Mal Lanyon ha affermato che le restrizioni alle riunioni pubbliche, introdotte nel tentativo di sedare qualsiasi divisione sociale e tensione nella comunità in seguito alla sparatoria, sono state lasciate scadere questa mattina.
”Anche se la dichiarazione di restrizione delle riunioni pubbliche è stata revocata oggi, voglio che la comunità consideri e rispetti gli altri”, ha detto.
“Questo è ancora il momento della calma. Mancano due mesi al peggior incidente terroristico che abbiamo avuto nel Nuovo Galles del Sud.

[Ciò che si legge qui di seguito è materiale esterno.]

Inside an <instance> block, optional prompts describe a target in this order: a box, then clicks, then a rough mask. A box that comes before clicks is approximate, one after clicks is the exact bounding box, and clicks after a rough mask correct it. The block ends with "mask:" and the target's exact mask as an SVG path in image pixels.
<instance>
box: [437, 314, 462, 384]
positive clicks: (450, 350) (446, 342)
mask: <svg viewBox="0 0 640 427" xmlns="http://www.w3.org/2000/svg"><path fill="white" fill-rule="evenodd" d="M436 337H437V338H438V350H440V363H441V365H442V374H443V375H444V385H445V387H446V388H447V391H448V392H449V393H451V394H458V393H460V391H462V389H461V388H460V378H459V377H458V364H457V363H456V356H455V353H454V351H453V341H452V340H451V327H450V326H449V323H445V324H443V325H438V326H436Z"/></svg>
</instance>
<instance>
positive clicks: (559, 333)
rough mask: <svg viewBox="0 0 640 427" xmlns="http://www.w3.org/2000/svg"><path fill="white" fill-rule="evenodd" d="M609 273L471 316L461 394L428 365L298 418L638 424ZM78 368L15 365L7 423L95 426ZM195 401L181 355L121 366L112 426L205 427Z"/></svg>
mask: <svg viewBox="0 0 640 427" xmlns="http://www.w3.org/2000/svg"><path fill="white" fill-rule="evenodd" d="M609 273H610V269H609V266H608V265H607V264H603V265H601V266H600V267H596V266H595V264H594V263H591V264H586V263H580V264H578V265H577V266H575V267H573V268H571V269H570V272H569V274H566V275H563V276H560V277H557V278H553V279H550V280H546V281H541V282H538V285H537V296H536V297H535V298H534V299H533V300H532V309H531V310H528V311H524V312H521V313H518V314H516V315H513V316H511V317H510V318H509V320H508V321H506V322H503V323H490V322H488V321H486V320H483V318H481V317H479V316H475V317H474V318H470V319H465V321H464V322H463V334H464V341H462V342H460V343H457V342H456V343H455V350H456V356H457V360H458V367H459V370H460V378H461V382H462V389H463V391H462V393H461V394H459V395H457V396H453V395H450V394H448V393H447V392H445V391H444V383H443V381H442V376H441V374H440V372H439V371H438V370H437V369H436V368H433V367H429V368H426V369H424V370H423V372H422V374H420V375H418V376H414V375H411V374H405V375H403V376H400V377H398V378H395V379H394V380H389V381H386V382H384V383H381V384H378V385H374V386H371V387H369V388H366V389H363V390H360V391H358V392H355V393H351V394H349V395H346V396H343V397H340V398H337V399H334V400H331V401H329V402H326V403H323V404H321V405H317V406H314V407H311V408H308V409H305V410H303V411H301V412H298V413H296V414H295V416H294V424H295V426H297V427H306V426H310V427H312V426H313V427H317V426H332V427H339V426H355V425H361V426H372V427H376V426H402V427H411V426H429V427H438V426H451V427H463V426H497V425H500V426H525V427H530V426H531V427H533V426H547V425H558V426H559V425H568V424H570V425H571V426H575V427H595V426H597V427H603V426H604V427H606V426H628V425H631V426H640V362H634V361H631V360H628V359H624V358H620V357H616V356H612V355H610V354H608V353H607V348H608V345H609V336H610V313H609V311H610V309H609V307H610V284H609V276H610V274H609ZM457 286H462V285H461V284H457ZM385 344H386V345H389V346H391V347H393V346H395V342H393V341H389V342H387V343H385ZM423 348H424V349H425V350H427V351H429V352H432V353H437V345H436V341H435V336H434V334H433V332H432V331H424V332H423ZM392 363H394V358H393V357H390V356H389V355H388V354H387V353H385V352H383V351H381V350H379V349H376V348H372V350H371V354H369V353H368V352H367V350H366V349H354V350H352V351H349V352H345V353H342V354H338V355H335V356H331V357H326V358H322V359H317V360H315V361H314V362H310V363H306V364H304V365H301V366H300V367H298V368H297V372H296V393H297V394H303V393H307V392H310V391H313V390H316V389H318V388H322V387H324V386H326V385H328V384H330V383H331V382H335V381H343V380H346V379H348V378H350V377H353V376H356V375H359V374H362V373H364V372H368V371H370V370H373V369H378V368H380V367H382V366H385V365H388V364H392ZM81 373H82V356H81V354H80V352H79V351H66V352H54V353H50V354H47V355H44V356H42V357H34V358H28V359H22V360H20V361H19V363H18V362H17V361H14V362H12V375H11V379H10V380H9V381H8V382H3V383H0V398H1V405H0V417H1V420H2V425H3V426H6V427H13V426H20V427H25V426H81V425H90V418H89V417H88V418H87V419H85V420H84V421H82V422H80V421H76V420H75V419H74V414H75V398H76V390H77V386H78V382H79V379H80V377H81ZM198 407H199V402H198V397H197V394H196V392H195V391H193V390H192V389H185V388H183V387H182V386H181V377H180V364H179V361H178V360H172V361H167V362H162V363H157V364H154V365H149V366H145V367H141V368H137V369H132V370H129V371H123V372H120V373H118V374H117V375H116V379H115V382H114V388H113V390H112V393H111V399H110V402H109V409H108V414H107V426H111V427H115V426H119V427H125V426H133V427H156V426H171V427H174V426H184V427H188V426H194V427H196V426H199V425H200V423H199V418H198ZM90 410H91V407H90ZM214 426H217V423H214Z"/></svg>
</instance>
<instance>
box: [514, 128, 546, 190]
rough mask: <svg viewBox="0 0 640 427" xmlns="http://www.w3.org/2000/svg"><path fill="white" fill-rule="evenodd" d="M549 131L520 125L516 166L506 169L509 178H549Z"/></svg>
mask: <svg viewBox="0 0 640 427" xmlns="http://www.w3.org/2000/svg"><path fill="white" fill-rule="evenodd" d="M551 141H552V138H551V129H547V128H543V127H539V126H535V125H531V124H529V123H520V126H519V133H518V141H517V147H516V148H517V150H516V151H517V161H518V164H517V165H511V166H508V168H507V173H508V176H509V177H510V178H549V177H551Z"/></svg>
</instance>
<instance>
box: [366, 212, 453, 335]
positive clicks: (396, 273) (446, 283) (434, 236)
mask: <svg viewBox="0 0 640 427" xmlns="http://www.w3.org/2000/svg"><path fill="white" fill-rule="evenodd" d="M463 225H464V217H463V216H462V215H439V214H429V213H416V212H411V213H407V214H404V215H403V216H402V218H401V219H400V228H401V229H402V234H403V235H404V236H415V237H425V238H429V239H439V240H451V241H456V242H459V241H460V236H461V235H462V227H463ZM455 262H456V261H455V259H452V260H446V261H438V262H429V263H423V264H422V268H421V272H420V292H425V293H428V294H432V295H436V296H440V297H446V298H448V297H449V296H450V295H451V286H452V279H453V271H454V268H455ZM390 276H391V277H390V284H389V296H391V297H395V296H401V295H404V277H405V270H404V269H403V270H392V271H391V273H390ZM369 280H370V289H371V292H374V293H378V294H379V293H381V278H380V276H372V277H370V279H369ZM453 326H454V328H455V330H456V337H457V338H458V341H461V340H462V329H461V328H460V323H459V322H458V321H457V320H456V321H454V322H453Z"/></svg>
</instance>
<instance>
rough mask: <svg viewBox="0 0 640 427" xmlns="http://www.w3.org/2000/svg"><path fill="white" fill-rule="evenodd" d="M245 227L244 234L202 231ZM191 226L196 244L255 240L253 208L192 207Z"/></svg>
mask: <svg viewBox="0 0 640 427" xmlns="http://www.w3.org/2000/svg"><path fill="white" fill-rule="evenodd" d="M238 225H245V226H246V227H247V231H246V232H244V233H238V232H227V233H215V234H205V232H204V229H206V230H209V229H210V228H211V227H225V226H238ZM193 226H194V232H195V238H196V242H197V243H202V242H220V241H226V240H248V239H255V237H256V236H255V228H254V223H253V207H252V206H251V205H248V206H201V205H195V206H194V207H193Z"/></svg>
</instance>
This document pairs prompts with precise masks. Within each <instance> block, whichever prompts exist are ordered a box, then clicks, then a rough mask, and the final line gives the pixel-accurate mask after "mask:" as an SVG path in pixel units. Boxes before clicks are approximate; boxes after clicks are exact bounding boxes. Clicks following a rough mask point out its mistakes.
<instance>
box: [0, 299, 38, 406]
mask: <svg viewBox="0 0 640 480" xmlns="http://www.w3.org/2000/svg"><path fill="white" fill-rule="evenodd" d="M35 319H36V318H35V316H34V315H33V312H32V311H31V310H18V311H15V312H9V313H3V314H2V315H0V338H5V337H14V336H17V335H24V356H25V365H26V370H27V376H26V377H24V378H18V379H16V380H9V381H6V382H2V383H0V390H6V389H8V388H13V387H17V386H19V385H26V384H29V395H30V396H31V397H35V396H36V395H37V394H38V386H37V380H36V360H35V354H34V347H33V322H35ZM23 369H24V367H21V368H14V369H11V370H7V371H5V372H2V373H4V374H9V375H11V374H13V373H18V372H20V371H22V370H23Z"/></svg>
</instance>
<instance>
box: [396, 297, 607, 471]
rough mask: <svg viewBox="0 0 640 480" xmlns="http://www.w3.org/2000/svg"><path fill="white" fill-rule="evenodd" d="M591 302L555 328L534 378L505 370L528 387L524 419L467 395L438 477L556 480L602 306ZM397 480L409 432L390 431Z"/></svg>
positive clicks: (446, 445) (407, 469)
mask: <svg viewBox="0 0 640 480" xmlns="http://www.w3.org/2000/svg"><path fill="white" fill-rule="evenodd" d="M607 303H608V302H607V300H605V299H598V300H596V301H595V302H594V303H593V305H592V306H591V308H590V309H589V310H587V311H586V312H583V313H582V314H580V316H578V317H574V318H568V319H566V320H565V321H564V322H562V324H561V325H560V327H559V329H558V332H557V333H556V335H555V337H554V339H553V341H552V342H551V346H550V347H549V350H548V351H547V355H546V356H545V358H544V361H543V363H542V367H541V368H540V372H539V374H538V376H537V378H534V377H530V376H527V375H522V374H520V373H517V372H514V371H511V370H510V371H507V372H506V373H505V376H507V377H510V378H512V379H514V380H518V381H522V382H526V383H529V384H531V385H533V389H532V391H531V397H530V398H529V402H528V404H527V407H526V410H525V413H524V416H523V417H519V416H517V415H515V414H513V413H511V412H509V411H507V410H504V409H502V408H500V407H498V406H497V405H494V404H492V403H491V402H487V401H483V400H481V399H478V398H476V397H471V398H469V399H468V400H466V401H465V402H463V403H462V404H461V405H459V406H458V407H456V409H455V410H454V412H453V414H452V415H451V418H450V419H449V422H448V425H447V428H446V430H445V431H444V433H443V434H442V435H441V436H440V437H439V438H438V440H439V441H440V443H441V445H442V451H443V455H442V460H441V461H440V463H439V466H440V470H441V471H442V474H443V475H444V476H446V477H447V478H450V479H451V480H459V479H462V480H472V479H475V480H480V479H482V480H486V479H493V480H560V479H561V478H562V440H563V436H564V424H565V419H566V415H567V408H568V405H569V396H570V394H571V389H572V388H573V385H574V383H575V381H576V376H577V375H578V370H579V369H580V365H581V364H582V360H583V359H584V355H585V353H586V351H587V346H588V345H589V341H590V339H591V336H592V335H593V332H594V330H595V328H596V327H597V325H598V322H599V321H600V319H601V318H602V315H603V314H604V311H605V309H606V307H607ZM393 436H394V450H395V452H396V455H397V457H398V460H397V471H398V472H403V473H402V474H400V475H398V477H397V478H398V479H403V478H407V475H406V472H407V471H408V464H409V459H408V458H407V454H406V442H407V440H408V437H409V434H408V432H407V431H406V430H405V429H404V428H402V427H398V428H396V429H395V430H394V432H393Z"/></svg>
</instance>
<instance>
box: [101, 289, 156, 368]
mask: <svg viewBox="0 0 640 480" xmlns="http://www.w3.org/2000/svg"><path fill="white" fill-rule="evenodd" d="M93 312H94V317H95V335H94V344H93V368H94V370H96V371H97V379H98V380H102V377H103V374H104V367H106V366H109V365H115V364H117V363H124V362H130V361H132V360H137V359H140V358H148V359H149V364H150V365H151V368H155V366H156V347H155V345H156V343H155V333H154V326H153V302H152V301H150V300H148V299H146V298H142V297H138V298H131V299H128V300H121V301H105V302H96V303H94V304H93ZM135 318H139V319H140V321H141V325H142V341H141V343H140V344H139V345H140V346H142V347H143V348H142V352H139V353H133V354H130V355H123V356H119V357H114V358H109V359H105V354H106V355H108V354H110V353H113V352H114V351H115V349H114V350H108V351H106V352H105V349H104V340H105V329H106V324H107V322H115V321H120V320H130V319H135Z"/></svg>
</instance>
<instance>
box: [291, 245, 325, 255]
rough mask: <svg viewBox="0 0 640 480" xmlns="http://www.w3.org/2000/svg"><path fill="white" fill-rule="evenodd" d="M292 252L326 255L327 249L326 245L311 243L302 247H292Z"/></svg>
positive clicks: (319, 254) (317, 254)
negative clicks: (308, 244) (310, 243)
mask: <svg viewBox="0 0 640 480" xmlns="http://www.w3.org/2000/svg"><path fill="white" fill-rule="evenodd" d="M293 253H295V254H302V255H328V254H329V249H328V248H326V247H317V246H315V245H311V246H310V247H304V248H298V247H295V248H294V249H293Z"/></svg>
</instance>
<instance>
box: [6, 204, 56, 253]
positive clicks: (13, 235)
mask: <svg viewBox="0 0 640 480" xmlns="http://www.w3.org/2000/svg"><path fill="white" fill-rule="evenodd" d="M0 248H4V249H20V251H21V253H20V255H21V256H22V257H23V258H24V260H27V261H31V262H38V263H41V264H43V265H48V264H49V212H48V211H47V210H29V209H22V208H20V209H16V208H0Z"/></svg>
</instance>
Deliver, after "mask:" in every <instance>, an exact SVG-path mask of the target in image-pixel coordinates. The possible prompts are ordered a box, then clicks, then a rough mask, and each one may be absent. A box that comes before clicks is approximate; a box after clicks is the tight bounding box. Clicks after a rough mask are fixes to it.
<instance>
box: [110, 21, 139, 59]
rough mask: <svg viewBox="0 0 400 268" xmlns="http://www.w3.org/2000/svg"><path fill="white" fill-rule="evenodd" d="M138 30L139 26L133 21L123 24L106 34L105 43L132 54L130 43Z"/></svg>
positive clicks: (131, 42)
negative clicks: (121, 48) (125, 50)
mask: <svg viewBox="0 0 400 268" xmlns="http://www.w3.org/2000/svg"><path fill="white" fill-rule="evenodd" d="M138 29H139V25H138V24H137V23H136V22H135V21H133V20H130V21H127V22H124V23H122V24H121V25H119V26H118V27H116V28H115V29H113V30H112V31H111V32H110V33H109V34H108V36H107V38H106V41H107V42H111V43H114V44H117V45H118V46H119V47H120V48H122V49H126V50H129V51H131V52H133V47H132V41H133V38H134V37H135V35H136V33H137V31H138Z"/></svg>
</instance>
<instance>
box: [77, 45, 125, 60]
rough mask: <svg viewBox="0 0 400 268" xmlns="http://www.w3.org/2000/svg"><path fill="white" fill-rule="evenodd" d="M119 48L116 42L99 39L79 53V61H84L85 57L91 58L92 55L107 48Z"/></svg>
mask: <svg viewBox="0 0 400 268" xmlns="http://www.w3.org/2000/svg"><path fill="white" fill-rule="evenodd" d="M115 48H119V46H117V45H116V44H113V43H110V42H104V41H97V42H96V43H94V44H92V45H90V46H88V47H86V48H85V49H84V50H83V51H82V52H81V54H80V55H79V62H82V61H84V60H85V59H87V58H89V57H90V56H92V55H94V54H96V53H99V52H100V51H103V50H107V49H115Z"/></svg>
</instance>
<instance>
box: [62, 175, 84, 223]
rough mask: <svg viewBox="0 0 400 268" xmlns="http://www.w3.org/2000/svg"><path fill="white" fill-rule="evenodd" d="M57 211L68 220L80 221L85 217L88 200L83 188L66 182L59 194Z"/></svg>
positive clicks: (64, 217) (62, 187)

“Vogliamo lavorare a stretto contatto con quegli organizzatori per esercitare la libertà di parola e riunirci in pubblico. Continueremo a farlo.
“Vogliamo garantire che la sicurezza pubblica sia al fianco dell’assemblea pubblica e lavoreremo a stretto contatto con gli organizzatori per garantire che ciò accada”.
L’allentamento delle restrizioni arriva appena una settimana dopo che una protesta contro la visita di stato del presidente israeliano Isaac Herzog è stata segnata da scene caotiche e violente fuori dal municipio di Sydney.
L’annuncio di oggi significa che le assemblee pubbliche non sono più limitate in nessuna zona di Sydney o nei sobborghi orientali.
L’organo di vigilanza della polizia sta indagando sulle azioni degli agenti durante quell’evento, dopo che sono emerse riprese in cui la polizia sembrava prendere a pugni alcuni manifestanti e dividere un gruppo di fedeli nel mezzo della preghiera.
Sia Lanyon che il premier del NSW Chris Minns hanno difeso le azioni della polizia durante la protesta.